My knitting has been much the same…scattered.  Which may well be part of why I’m feeling out of sorts.  I am making some progress on Iain’s birthday sweater.  I finished the second sleeve and have joined both sleeves to the body to work the yoke.  The sleeves seem long, but then again, so are his arms.  A couple of observations from this project: this boy of mine, who came from me, that I bundled and carried for so long, is a giant.  Also, the yardage estimates on this pattern are way off.  There is a box of yarn headed my way and I’m praying it gets here fast before I lose all momentum again.  I have no real project at the moment for when Iain is around.  I’m in knitting limbo.  It is an uneasy and restless feeling for me to not have something to pick up and knit a few stitches on here and there.


Wee Autumn Wardrobe (part 2)

The first dress I made on its own, just as a trial to make sure it fit and all of that.  The next 3 I made in rapid succession, assembly line style.  As I was sewing the ruffle on this one (the ruffle is my favorite part!) I was thinking that it’s rather whimsical and romantic, like if it were a decorating style it might be classed as French Country.  The bow came last and I questioned it up until the very end and after.  I couldn’t decide if it was too silly or too over the top, but I have to confess, more then any other dress, this is the one that makes me smile as I’m putting away laundry.
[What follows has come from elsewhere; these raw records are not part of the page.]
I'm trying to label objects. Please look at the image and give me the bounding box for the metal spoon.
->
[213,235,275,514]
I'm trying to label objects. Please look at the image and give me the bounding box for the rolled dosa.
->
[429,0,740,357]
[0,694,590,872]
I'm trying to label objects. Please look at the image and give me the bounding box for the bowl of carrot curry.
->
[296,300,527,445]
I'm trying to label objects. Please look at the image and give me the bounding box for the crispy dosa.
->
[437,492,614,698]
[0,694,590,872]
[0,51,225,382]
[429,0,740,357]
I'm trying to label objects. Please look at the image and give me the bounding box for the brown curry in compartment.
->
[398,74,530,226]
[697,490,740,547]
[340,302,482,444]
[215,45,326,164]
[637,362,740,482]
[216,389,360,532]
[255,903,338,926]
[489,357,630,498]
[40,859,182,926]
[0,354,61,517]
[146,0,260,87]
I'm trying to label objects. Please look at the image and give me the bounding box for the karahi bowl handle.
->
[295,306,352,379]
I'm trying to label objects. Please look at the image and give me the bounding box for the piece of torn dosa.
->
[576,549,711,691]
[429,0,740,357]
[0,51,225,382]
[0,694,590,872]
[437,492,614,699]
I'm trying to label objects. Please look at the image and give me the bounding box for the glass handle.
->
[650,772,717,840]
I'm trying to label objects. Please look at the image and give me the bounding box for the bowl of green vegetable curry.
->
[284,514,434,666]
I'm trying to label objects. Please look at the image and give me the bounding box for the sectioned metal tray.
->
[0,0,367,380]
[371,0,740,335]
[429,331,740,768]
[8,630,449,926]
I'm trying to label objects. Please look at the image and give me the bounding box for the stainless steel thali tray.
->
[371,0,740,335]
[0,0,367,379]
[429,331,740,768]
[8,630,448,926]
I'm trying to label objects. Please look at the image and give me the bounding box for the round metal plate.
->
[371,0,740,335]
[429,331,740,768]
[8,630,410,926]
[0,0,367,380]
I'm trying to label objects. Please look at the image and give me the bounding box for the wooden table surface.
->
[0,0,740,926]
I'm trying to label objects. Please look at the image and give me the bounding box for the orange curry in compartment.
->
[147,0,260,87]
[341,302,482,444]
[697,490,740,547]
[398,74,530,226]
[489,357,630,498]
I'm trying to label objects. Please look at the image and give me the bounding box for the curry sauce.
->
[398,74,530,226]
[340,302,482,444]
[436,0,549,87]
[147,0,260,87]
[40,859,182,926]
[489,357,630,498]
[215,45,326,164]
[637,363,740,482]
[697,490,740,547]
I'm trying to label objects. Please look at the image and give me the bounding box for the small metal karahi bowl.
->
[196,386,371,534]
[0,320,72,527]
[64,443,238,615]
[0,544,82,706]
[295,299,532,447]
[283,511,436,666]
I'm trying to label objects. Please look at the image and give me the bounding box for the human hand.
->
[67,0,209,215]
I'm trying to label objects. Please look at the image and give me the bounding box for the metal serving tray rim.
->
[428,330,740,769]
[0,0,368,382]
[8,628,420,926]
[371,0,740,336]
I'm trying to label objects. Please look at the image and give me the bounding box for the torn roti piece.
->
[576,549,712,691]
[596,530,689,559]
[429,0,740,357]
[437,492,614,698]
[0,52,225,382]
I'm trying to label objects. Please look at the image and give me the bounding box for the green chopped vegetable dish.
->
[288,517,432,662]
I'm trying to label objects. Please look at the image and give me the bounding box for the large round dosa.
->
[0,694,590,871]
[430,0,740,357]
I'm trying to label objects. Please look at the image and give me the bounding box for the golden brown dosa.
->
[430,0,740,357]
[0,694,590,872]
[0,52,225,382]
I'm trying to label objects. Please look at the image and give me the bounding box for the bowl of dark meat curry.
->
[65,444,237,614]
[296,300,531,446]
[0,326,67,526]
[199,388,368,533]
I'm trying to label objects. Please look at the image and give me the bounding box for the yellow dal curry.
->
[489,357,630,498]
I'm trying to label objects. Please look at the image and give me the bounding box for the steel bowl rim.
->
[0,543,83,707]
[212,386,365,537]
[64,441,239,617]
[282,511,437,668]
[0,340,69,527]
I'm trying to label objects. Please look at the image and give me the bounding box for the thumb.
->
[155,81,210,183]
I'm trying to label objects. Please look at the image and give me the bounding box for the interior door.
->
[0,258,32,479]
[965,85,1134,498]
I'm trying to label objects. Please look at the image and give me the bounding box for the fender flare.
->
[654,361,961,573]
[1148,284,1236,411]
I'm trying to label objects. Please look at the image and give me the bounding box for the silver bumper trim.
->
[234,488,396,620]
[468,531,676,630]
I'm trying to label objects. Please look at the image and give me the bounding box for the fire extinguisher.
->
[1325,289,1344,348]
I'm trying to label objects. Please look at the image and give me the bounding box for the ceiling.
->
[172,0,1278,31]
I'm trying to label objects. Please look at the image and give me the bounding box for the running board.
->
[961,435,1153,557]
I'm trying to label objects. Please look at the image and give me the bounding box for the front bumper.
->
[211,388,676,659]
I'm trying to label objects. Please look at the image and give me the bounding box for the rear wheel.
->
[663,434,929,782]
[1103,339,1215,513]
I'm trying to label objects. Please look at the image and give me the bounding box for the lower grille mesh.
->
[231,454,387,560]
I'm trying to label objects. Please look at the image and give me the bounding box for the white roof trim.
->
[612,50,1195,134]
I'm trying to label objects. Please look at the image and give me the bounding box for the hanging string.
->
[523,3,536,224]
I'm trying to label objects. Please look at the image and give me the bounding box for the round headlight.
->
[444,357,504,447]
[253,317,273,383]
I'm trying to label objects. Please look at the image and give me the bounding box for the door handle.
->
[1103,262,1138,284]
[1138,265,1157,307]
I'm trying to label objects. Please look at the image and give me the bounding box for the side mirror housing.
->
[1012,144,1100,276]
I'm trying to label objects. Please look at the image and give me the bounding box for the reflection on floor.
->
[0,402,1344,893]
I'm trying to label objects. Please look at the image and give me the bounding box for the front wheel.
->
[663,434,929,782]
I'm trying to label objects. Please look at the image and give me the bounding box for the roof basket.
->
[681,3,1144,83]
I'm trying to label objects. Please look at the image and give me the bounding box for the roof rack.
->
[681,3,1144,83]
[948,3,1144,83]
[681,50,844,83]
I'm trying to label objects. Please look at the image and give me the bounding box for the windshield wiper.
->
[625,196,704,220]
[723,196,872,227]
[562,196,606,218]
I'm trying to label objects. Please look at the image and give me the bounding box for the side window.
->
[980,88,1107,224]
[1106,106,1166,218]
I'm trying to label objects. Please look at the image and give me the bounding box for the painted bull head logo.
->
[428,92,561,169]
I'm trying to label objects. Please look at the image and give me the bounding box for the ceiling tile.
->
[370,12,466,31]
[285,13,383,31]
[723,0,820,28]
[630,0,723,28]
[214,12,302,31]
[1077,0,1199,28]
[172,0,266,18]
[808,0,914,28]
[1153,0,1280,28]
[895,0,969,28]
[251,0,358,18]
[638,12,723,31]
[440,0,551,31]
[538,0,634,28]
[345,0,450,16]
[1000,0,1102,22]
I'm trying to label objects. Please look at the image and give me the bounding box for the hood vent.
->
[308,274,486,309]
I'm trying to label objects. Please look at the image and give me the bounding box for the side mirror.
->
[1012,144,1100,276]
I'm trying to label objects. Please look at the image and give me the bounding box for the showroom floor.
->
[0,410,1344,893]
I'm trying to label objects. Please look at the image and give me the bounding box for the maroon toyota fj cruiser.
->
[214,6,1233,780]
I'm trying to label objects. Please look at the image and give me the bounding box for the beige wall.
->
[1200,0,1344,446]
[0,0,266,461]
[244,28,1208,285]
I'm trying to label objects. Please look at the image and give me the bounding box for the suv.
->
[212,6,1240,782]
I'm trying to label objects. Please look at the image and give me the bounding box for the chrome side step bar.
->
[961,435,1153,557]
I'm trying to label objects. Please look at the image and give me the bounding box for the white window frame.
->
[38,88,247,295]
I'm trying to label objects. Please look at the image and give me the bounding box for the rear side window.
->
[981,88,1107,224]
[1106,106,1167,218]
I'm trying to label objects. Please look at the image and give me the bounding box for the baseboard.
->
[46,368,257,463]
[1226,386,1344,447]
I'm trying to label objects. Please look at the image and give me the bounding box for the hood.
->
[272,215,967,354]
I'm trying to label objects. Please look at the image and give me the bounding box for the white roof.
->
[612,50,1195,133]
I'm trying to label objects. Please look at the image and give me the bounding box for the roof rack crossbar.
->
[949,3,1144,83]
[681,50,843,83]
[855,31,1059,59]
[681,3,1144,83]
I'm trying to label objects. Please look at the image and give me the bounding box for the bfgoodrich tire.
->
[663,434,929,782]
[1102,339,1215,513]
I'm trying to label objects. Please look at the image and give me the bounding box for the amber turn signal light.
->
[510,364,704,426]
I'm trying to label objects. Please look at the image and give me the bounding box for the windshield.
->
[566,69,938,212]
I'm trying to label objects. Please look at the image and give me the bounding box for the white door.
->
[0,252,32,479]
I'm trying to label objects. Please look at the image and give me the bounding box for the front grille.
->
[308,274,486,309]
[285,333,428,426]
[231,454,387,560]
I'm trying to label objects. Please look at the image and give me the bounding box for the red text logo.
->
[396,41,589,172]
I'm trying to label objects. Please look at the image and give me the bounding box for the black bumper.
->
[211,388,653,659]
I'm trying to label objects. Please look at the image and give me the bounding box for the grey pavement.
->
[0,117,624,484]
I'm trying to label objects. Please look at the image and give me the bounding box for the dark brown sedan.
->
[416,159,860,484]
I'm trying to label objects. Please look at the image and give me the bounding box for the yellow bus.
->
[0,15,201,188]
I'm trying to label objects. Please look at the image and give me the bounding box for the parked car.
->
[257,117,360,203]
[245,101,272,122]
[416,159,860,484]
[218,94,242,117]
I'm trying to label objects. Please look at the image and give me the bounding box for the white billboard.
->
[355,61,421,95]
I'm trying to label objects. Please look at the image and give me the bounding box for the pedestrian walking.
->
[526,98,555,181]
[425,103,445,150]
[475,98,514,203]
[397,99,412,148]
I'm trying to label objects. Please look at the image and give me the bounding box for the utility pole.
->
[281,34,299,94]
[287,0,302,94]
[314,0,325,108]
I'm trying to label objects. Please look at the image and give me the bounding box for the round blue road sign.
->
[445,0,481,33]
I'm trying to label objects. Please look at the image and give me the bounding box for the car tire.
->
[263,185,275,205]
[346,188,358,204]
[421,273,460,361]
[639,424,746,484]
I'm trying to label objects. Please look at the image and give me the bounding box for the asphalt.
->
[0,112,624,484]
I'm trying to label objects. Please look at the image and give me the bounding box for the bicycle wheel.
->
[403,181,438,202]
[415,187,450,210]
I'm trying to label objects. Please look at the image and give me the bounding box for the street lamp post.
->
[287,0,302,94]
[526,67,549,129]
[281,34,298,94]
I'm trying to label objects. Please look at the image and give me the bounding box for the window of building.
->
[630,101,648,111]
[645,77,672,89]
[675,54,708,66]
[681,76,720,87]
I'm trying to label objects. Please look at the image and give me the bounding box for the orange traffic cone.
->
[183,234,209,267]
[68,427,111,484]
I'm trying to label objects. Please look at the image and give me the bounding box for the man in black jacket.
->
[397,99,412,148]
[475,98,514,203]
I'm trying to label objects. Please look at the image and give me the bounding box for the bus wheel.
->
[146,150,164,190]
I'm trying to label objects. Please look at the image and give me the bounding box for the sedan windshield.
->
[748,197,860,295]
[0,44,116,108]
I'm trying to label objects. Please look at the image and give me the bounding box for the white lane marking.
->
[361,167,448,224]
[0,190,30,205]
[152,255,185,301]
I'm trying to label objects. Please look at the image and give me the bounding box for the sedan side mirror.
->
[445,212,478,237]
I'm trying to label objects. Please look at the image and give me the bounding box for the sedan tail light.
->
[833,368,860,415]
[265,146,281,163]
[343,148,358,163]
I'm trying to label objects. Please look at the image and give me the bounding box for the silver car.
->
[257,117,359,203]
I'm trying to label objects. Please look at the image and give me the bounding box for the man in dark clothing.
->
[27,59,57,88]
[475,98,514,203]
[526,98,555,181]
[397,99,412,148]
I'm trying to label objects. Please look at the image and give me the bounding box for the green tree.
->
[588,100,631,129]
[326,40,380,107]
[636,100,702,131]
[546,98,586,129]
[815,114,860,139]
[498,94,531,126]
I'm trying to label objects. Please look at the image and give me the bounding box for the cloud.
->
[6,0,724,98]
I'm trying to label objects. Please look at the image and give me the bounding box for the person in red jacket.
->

With a third grader in the house, we find ourselves yet again celebrating many of the Jewish holidays as we work our way through the festivals of this particular school year.  I’ve really been enjoying eating out there.  Most days anyway!  Some days it’s quite cold and it’s always inconveniently far from the house.  BUT, it also drags us out into what may be some of the last days before serious cold hits.  Days that we might otherwise over look in our haste and let pass us by.  It pulls us out of the house, out of usual habits, out of ourselves and there is often something wonderful about that.  Tomorrow night we have some friends joining us.  Such a treat!